TS: For a long time I would do confidence exercises/meditations. I’m pretty shy in everyday life so I had to consciously embody the persona of someone who wanted to be the center of attention. For Scroggins & Rose shows we usually warm up together and will do some improvisation games so that we can get in the mindset of reading body language and musical cues on stage.
Which elements of nature do you spend the most time with and how do those impact your work?
AR: I spend as much time as I can walking through redwoods and exploring the rocky dramatic Californian coastline near my home in the Bay Area. For me, music is deeply associated with my experiences in the natural world and many of my tunes are inspired by the feeling of specific places I’ve been to. For instance, “Wisconsin Wayside” is about driving through beautiful green rolling hills and cornfields on winding country roads in Dane County where I grew up. I also spend a lot of time thinking about melodies I’m working on while I hike; the melodies often find their own path while I’m walking on one.
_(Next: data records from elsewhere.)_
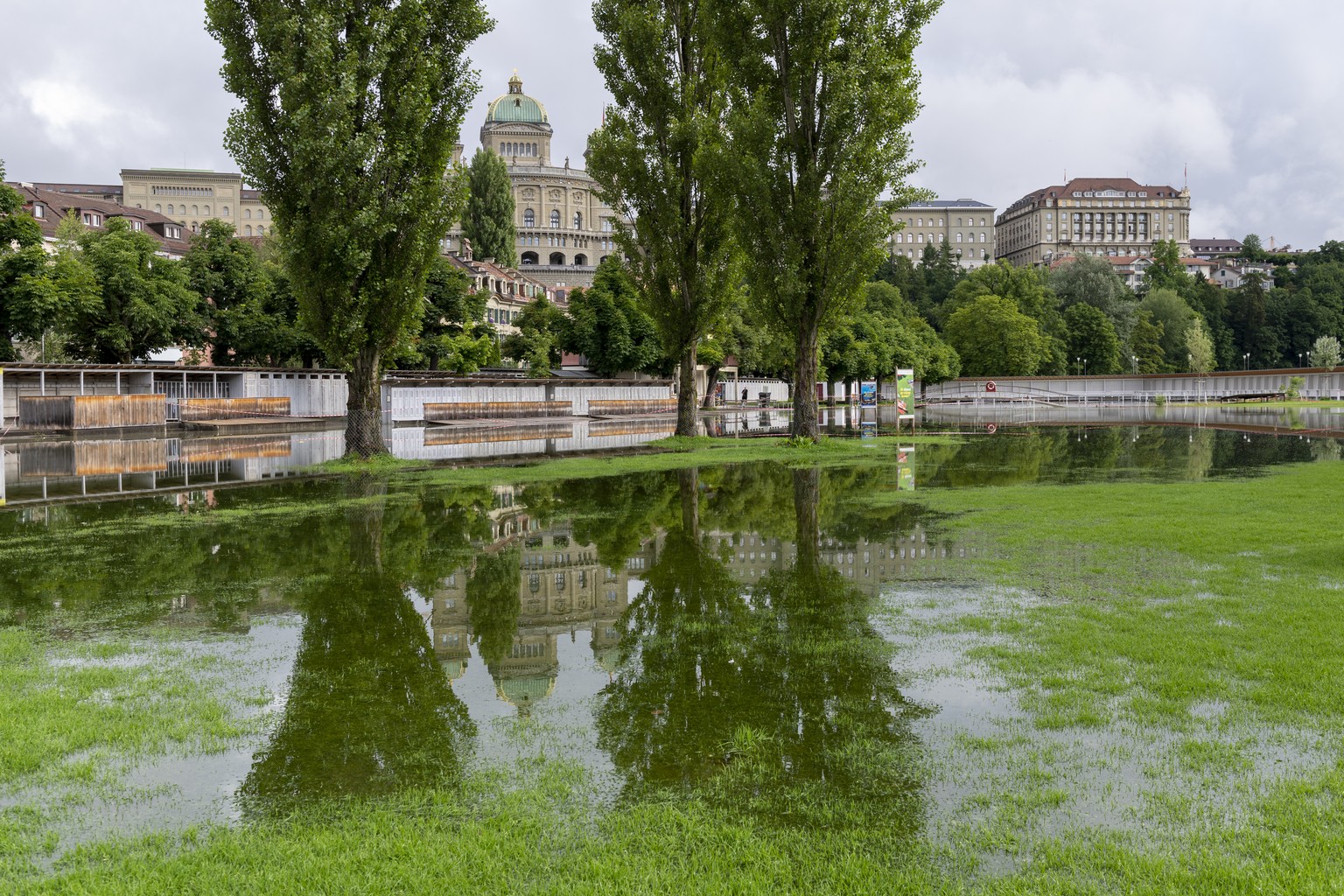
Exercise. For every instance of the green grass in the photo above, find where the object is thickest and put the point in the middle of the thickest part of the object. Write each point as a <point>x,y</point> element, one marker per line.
<point>75,717</point>
<point>1117,612</point>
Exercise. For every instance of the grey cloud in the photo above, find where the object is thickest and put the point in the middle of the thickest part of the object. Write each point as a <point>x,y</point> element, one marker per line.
<point>1013,94</point>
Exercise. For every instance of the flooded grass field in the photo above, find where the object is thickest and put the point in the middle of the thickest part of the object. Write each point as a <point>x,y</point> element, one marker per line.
<point>1088,659</point>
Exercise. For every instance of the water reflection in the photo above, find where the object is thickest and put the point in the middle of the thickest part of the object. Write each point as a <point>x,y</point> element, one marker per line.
<point>780,697</point>
<point>707,632</point>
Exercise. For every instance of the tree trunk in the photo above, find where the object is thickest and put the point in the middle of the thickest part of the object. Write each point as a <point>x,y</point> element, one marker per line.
<point>365,409</point>
<point>807,500</point>
<point>710,384</point>
<point>689,486</point>
<point>687,406</point>
<point>805,389</point>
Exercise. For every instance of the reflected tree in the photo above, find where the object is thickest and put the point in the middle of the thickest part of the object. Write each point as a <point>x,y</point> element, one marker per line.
<point>492,604</point>
<point>368,712</point>
<point>777,700</point>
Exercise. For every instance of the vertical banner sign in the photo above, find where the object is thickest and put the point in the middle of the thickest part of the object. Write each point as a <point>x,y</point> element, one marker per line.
<point>905,391</point>
<point>906,469</point>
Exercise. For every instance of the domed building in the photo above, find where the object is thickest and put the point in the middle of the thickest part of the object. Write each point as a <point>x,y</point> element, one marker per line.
<point>564,228</point>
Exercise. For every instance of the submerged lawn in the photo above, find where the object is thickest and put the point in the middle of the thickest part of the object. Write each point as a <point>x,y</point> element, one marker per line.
<point>1173,649</point>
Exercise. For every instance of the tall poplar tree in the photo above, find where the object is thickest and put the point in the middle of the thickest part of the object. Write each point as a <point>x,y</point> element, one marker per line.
<point>489,210</point>
<point>822,93</point>
<point>659,161</point>
<point>350,113</point>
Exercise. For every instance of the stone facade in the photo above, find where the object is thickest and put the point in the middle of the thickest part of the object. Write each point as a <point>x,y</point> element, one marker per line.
<point>564,230</point>
<point>1095,216</point>
<point>964,225</point>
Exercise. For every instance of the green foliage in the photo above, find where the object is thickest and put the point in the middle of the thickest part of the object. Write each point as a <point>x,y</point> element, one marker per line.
<point>1167,271</point>
<point>1145,344</point>
<point>1251,248</point>
<point>1093,336</point>
<point>660,163</point>
<point>1093,281</point>
<point>488,222</point>
<point>38,290</point>
<point>992,338</point>
<point>142,303</point>
<point>252,313</point>
<point>822,95</point>
<point>347,127</point>
<point>1326,352</point>
<point>452,333</point>
<point>538,339</point>
<point>608,326</point>
<point>1200,348</point>
<point>1175,316</point>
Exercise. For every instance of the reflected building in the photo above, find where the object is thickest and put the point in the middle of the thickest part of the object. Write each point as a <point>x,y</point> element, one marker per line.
<point>865,564</point>
<point>562,589</point>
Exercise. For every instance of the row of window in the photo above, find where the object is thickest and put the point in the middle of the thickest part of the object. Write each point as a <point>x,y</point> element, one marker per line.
<point>918,222</point>
<point>529,220</point>
<point>920,238</point>
<point>528,150</point>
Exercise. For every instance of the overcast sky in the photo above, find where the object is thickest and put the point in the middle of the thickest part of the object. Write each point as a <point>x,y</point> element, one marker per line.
<point>1249,94</point>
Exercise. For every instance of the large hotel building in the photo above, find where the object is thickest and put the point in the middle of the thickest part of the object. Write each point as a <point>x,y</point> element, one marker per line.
<point>1093,216</point>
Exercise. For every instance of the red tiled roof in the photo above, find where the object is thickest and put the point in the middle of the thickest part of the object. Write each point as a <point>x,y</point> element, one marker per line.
<point>58,205</point>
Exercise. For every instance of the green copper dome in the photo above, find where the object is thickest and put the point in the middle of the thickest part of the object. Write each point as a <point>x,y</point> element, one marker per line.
<point>516,107</point>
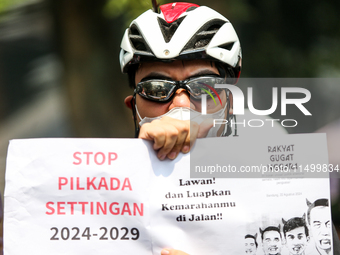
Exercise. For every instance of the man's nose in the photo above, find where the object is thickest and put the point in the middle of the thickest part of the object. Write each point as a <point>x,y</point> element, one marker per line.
<point>181,99</point>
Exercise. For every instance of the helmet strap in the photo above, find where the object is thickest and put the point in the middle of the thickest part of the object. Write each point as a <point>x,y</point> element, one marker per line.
<point>133,106</point>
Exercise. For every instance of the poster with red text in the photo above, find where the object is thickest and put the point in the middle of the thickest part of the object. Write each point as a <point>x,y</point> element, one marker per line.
<point>114,196</point>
TS: I spend a lot of time looking at nature but not really being a part of it. I’ve gotten to see lots of really beautiful things but usually through a car windshield. Those sceneries and landscapes are often used as inspiration for textures and moods in composition (such as the “wide-open” feeling of tunes like “the French Cowboy” or “Wyoming”). I also find myself writing about birds a lot. I wouldn’t call myself a “bird watcher,” but I do spend a lot of time watching birds and I have written a number of tunes about birds.
How often do you hide behind a character in a song or use “you” when it’s actually “me”?
AR: Although the music I write has no words, to me the tunes are often about a character or story that is not my own. I feel music is a powerful way for people to connect to each other around the shared experience of listening, even if what each of us hears is unique. To perform a tune, like an actor, I find I need to experience the story and emotions as my own, even if they were not originally conceived that way.
TS: I think this is a really interesting question as someone who mostly writes instrumental music, because I think the answer is “always.” Or at least almost always. Whenever I write a tune about a personal event or feeling I don’t feel the need for any restraint because, ultimately, people are going to interpret the tune in their own way. That’s the nature of instrumental music. It’s like a magic trick where the interesting part of the performance is only happening in the viewer’s mind. Of course I can lead the audience’s interpretation by telling them what I wrote it about before it’s played, but even then what each note means to me will be different from what it means to them.